Wear particles enhance autophagy through up-regulation of CD147 to promote osteoclastogenesis.

OBJECTIVES: The study aimed to uncover the underlying mechanism linking wear particles to osteoclast differentiation, and we explored the effect of titanium particles of different sizes on CD147 expression and autophagy in macrophages.
MATERIALS AND METHODS: Effects of titanium particles on CD147 and RANKL mRNA were detected by QPCR; protein level of CD147 and Beclin-1 were detected by Western blot; soluble RANKL were detected by ELISA. To determine the effect of CD147 and autophagy, KG-1a cells were transfected with siRNA-CD147 or treated with autophagy inhibitor CQ (chloroquine), and then co-cultured with different sizes of titanium particles.
RESULTS: Our results showed that 0.2-1.2 µm and 1.2-10 µm titanium particles up-regulate CD147 to activate autophagy, which increase the level of soluble RANKL to promote osteoclastogenesis. Suppression of CD147 with siRNA could diminish particle-induced autophagy and soluble RANKL expression. In addition, CQ could dramatically reduce particle-induced soluble RANKL expression.
CONCLUSION: Our findings suggested a possible mechanism underlying wear debris-induced osteolysis and identified CD147 as a potential therapeutic target in aseptic loosening.

Introduction

It has been well recognized that wear particles derived from implants have the potential to stimulate inflammation and osteoclast differentiation, which increase osteoclastic bone resorption and decrease osteoblastic bone formation. However, the underlying mechanism linking wear particles to osteoclast differentiation remains to be illustrated. Artificial joint replacement (AJR) is considered one of the most important treatment strategies for patients with end-stage joint disease. However, peri-implant osteolysis (PIO) and subsequent aseptic loosening of the implant are frequent complications which restrict the long-term success of the therapy (1). Titanium wear particles and other types of biomaterial wear byproducts derived from the bone-prosthesis interface are recognized to cause PIO, which then initiates aseptic loosening (2, 3). Although the precise mechanism by PIO is not clear, many studies have suggested that over-activation of osteoclasts and inflammatory responses play a critical role in PIO(4-6). In the periprosthetic tissue, wear particles could be recognized and phagocytosed by macrophages (7, 8), which stimulate macrophages, fibroblasts osteoblasts and T lymphocytes to produce high levels of proinflammatory cytokines and chemokines (9-11). Those proinflammatory cytokines can induce osteoclastogenesis and suppress osteoblast function (12, 13). In addition, wear particles also could enhance osteoclastic bone resorptionby increasing the recruitment of osteoclast precursors, differentiation of osteoclast precursors, activation of osteoclasts, and survival of osteoclasts (14-16). Furthermore, a growing number of research indicate the receptor activator of nuclear factor kappa B (RANK) and its ligand (RANKL) are essential for wear particle-induced osteolysis (17-19). RANK is a membrane-bound factor expressed on the surface of macrophages. RANKL could bind to RANK, then activate downstream signaling cascade pathways to promote the differentiation of bone marrow-derived macrophages to multinucleated osteoclasts (20, 21). Therefore, increased osteoclasts lead to bone resorption surrounding the implant.

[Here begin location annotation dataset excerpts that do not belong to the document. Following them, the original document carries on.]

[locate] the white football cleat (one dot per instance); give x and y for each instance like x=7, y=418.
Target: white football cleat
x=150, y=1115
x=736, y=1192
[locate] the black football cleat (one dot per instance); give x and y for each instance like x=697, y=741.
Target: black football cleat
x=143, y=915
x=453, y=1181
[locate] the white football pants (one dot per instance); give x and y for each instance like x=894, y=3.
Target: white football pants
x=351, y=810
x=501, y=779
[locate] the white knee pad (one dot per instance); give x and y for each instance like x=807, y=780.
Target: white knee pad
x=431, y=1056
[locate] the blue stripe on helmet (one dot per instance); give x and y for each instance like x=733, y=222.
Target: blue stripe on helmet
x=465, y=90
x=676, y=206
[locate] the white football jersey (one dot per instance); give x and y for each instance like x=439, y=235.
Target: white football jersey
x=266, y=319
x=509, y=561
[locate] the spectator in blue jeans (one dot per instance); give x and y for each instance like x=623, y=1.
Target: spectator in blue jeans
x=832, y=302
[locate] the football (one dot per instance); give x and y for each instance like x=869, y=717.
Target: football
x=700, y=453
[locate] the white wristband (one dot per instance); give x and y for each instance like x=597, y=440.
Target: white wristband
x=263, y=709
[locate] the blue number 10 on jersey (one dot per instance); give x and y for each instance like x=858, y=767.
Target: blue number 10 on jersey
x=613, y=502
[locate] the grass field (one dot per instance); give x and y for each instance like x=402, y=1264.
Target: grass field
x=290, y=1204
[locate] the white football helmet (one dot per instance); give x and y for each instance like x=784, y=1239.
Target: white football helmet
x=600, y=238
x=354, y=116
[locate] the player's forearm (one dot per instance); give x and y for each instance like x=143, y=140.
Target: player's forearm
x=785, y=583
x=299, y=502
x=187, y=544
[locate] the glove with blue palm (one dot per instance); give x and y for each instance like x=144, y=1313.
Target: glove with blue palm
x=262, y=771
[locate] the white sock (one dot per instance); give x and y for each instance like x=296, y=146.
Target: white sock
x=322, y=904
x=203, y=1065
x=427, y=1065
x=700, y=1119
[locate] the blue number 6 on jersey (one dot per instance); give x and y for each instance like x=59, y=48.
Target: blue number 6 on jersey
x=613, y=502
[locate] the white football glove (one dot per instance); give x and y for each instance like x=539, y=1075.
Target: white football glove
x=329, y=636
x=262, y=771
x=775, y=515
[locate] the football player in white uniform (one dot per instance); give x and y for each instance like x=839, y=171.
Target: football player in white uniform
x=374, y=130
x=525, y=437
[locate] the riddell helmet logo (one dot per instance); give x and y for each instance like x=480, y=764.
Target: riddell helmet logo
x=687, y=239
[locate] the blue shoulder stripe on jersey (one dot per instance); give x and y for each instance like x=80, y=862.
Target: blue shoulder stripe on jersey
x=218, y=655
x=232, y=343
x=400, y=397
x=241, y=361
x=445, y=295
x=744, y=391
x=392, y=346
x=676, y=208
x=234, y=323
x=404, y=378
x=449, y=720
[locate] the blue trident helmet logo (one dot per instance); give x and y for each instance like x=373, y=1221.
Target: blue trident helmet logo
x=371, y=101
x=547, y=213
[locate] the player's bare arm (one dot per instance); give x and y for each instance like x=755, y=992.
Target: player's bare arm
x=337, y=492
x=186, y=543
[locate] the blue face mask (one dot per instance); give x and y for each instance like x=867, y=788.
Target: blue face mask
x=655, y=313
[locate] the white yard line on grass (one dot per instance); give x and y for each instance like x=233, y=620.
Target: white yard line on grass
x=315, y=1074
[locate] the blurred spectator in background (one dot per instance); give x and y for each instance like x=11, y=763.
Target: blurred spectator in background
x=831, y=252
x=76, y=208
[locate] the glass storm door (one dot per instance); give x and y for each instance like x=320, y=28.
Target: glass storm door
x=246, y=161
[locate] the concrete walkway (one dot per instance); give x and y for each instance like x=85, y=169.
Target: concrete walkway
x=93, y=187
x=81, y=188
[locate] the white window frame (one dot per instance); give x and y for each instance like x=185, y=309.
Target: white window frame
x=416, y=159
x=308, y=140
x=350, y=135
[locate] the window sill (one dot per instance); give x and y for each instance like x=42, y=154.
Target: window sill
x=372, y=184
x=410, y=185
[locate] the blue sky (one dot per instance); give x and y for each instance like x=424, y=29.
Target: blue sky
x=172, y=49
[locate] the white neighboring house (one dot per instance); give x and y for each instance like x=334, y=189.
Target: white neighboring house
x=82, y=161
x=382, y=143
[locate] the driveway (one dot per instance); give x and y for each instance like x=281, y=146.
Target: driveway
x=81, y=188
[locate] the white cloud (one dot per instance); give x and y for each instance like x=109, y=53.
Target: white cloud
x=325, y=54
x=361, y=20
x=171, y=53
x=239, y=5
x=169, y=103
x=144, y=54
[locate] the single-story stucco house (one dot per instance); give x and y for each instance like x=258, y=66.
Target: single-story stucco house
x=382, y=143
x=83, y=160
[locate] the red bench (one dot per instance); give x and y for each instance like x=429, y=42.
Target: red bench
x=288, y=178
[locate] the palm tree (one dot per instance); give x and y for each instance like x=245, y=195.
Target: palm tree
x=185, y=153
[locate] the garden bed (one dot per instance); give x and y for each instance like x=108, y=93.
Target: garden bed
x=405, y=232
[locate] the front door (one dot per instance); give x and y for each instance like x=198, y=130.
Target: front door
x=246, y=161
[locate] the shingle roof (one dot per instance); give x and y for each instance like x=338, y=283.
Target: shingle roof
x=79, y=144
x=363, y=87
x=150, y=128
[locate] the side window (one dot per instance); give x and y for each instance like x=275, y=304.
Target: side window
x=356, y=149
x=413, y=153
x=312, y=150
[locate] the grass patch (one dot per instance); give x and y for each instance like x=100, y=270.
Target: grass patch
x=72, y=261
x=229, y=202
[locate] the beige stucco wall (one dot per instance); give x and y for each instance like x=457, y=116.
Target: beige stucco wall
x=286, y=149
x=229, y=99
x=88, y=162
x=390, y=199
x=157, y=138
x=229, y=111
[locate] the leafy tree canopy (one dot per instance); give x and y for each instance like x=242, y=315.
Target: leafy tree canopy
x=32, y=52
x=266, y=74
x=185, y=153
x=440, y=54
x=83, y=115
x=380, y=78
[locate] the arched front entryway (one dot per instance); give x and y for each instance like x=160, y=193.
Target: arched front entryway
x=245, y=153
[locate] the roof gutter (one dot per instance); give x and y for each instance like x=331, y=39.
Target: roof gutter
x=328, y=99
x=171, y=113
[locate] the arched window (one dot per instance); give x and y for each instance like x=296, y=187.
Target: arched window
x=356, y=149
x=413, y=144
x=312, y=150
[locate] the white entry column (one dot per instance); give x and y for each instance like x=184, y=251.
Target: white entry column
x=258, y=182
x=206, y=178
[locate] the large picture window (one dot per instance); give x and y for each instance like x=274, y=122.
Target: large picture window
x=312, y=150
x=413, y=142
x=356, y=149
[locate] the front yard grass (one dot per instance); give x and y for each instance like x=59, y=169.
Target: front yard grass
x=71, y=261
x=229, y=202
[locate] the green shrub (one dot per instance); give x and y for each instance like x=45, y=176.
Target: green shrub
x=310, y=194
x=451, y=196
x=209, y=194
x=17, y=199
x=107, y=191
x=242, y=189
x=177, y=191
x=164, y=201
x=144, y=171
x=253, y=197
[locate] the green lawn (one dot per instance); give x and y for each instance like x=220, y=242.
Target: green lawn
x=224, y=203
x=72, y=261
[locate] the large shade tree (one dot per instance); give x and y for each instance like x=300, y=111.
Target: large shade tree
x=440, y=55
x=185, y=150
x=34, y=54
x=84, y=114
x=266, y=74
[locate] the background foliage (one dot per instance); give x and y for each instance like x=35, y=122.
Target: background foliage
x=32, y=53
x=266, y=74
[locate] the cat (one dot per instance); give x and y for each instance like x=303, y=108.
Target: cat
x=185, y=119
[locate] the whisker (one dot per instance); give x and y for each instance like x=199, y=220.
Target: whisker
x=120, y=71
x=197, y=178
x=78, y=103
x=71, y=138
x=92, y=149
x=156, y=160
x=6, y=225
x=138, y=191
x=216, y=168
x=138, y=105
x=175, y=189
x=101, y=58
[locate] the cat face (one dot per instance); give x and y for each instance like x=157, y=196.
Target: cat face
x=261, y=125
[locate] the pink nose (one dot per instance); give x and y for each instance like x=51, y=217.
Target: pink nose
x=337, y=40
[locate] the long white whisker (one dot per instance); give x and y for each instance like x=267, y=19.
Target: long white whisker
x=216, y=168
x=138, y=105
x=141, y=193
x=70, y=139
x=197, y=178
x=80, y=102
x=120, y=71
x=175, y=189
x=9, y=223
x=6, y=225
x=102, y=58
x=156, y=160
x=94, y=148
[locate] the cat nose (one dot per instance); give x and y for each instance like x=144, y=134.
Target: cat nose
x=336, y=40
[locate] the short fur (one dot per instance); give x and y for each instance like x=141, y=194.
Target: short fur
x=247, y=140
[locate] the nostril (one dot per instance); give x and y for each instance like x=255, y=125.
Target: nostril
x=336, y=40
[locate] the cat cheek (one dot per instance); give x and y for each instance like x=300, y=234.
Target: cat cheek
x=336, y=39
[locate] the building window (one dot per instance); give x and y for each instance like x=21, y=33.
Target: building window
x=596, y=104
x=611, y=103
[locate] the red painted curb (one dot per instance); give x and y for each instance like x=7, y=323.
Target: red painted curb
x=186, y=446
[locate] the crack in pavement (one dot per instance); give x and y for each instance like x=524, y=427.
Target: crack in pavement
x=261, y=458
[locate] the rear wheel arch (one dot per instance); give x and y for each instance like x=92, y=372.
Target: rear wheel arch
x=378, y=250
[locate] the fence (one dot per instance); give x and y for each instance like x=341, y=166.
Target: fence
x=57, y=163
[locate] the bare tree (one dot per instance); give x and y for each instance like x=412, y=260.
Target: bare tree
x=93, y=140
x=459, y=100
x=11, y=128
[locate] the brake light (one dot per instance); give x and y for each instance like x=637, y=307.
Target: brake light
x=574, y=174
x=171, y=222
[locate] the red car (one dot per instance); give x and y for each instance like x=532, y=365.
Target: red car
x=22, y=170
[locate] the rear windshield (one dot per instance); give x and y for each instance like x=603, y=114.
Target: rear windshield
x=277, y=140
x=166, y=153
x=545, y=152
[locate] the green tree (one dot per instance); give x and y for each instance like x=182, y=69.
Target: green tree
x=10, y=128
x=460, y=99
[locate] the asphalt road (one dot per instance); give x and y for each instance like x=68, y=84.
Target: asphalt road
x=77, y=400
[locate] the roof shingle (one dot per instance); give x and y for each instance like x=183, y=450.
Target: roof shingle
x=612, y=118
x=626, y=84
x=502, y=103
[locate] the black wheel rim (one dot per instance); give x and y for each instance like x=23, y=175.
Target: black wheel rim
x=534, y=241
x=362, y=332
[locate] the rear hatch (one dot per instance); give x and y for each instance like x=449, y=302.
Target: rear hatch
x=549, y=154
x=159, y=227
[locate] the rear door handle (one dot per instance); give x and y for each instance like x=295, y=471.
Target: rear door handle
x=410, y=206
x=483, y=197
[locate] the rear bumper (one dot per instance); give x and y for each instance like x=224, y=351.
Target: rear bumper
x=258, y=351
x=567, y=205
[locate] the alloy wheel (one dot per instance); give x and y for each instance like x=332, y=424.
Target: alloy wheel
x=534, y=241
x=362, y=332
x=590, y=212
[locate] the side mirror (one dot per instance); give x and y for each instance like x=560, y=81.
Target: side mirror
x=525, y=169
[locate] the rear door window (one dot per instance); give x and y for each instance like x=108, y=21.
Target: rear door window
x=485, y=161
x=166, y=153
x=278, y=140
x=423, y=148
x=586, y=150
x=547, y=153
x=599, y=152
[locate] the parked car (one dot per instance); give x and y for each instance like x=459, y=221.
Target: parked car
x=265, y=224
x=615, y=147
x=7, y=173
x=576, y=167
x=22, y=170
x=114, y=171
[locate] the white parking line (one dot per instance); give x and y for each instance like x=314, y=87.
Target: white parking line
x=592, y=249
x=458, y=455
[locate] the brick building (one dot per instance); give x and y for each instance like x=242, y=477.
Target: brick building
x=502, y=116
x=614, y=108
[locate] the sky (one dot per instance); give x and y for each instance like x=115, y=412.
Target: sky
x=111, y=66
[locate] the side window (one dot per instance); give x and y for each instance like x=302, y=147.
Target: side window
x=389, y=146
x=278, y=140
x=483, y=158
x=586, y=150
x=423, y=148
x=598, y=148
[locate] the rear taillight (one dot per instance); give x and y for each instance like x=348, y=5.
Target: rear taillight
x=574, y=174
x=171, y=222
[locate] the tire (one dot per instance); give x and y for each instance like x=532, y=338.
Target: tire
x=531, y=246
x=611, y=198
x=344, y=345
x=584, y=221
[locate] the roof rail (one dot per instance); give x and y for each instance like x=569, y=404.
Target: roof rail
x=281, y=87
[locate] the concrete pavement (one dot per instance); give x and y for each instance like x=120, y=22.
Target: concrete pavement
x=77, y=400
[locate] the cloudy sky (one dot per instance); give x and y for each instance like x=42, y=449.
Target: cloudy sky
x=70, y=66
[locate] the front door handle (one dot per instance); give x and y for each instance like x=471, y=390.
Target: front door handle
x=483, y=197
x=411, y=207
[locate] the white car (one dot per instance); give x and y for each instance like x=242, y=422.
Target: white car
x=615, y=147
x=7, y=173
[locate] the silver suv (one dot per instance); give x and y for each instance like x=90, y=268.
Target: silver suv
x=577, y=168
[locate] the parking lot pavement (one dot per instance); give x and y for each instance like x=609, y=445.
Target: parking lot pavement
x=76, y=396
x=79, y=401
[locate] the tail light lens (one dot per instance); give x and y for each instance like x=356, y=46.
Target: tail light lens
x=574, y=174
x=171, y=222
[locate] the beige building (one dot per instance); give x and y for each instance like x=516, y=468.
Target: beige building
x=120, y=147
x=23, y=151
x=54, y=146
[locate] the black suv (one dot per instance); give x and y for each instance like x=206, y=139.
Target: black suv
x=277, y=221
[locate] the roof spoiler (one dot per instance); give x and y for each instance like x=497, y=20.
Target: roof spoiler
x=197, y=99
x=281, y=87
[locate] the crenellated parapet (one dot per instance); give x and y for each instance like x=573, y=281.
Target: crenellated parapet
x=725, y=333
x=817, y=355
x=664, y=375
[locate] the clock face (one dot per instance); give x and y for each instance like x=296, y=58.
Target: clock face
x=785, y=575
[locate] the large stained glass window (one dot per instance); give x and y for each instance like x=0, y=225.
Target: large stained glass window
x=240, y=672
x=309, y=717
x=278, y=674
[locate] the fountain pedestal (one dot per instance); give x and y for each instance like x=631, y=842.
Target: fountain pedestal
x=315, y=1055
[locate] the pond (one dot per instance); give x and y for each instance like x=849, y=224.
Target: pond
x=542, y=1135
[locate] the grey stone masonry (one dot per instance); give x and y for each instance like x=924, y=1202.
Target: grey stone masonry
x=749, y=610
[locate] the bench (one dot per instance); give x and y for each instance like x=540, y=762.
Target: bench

Autophagy is a lysosomal degradation pathway, which is responsible for degrading and recycling protein aggregates, oxidized lipids, damaged organelles and intracellular pathogens (22, 23). Factors that induce cellular stress, such as hypoxia, accumulation of oxidative stress and caloric restriction, can induce autophagy (24, 25). In recent years, numerous studies show that autophagy is important to osteoclasts and bone resorption in vitro and in vivo (26-28). Resorptive activity is decreased when the autophagy is suppressed by bafilomycin in osteoclasts (29, 30). An increase in autophagy has been observed during osteoclastrogenesisunder hypoxia environment and increased oxidative stress (31). In addition, pharmacological and genetic inhibition of autophagy could reduce osteoclastogenesis and bone resorption, inhibiting bone loss caused by ovariectomy or glucocorticoid treatment in mice (32). With respect to wear particle-induced osteolysis, study have reported that CoCrMo metal particles stimulated autophagy in osteoblasts and particle-induced osteolysis animal models (33). However, there is limited research focused on the relationship between autophagy and wear particle-induced osteoclastogenesis.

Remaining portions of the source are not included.